Last Words (Morelli Family 7) - Page 143

There’s only one place I haven’t checked. Once upon a time, I would have never walked through those doors without an invitation. Not only because Mateo would never be okay with it, but because the bed he fucked her in during those awful days is the last place I want to see Mia.

Right now I don’t care, though. Right now I’m inoculated. I woke up with Carly, remembering clearly how happy she makes me. I can handle finding Mia in their bedroom, if she’s even in there.

I rap lightly on the door, but no one answers. I turn the knob and push the door open anyway, just to make sure. I probably shouldn’t have. For all I told myself I could deal, if I’d opened that door and seen him fucking her, I would’ve had to pour straight bleach in my eyes.

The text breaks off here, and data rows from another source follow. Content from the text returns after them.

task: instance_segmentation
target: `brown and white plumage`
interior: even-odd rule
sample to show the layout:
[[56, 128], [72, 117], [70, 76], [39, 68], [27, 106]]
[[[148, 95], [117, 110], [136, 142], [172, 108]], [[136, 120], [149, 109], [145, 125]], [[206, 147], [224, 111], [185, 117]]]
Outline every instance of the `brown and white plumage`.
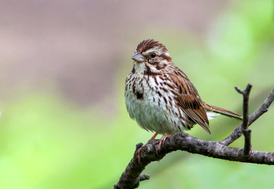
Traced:
[[146, 130], [166, 134], [198, 124], [210, 133], [208, 120], [236, 113], [206, 104], [194, 85], [174, 65], [166, 47], [150, 39], [137, 47], [132, 71], [125, 81], [125, 102], [131, 118]]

But he’s not inside. She is. Mia’s asleep on the bed with Dom on her chest. Her shirt’s not entirely covering her breast so I try not to look there, but Dom’s sleeping with his tiny mouth hanging open like a baby bird, waiting for food. Damn, he’s cute.

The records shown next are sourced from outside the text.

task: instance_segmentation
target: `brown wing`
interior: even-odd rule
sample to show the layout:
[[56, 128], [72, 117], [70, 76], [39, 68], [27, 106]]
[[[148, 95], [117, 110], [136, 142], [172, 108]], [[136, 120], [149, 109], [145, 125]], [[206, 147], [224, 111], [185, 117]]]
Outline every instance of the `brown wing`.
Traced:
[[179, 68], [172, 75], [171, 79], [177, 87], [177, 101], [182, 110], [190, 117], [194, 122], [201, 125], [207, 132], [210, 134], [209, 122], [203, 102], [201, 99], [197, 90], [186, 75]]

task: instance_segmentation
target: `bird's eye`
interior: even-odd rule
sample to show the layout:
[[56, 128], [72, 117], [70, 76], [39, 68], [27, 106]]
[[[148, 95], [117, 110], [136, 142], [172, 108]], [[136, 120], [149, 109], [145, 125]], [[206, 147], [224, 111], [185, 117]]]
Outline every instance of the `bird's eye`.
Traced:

I should definitely leave them here, but now I don’t know if I’ll get to play with him at all and I want to see him up close without Mateo breathing down my neck. I approach the bed, setting the bag down at the foot. Mateo has a giant-ass bed. I guess it’s a king, but it looks bigger. Mia looks so small curled up on it with our son.

Our son.

I start to sit down, then decide to explore first. When Isabella was first born, Beth and Mateo kept her in an adjoining bedroom. After Beth died, he turned into an oversized storage closet, but I have a feeling Mia wouldn’t want Dom to be far away, so I wander out to see if that’s Dom’s bedroom.

Seems like it is.

The bedroom has been remodeled since Isabella, obviously. Now it’s blue and gray, with elephant paintings on the wall and a soft, blue elephant play mat thing in the floor that Dom must play on. There are pictures hanging up on the wall—three black and white shots, newborn photos. Christmas newborn photos. The middle one is Mia, Mateo and Dom in front of the big-ass Christmas tree he puts up in December. Flanking it are black and white newborn photos of Dom by himself. On the next wall, three more pictures. One for each month. He’s wearing a little sticker that looks like a tie, and it reads 1 month, 2 months, 3 months in each picture.

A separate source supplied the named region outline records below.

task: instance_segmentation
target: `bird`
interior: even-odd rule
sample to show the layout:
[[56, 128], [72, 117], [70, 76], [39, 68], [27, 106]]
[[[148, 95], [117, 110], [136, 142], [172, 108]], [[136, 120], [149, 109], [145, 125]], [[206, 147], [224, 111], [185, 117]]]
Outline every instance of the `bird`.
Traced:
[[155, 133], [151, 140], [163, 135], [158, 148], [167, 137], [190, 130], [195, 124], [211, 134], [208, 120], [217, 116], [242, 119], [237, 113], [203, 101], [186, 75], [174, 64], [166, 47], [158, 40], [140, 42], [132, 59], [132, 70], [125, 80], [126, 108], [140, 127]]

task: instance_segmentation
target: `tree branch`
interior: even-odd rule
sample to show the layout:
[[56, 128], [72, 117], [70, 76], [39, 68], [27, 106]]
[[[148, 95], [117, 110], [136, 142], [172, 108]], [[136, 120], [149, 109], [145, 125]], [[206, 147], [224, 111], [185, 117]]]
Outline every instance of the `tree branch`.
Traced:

I’ll never have any of these. There will never be a picture of Dom on my wall. Mateo gets to stand there with Mia in a picture, acting like his father. He’ll always have Dom’s pictures on his walls, him napping in his bed while he works, his mother in his bed every night.

I try to shake off those thoughts as I drift over to the bookshelves on the wall. Carly wanted to buy Dom a copy of Goodnight Moon since she used to read it to Laurel, so we did. I’m relieved to see it’s not one of the books he already has on the shelves.

On the corner of the bookshelf, aimed directly at the crib, is a security camera. Or is it just a standard baby monitor? I guess it could go either way. Someone is probably watching me right now, alerting the fucking watchdogs to come retrieve me.

I should probably go.

I don’t, but I should.

I do leave Dom’s nursery, but only to wander back to Mia’s bedside. She’s still fucking cute when she sleeps. It’s honestly annoying. She’s close to the middle of the bed, probably so she didn’t have to worry about Dom falling off. There’s plenty of room for me to sit on the edge. Her body shifts slightly as I take a seat. Flashes of Vegas come back to me, me asking her to fix my broken heart; Mia helpless, eyes shining, telling me she couldn’t, she didn’t know how.

Carly knew how.

Maybe it’s Dom. Maybe he’s why my thoughts keep drifting back to Mia. This is the exact opposite of how I was raised. I know in most modern households divorce and blended families are commonplace, but not mine. I’ve never known a Morelli man who had to watch his son be raised by someone else. It just doesn’t happen. Our women belong to us ‘til death—theirs, generally, but death nonetheless. Mia broke that rule and traded up. I know that wasn’t her intention, she just slipped and fell into it, but this is weird as hell to me. Just seeing her again triggered things in me, but seeing her and finding out she had my baby?

I don’t even understand how that happened.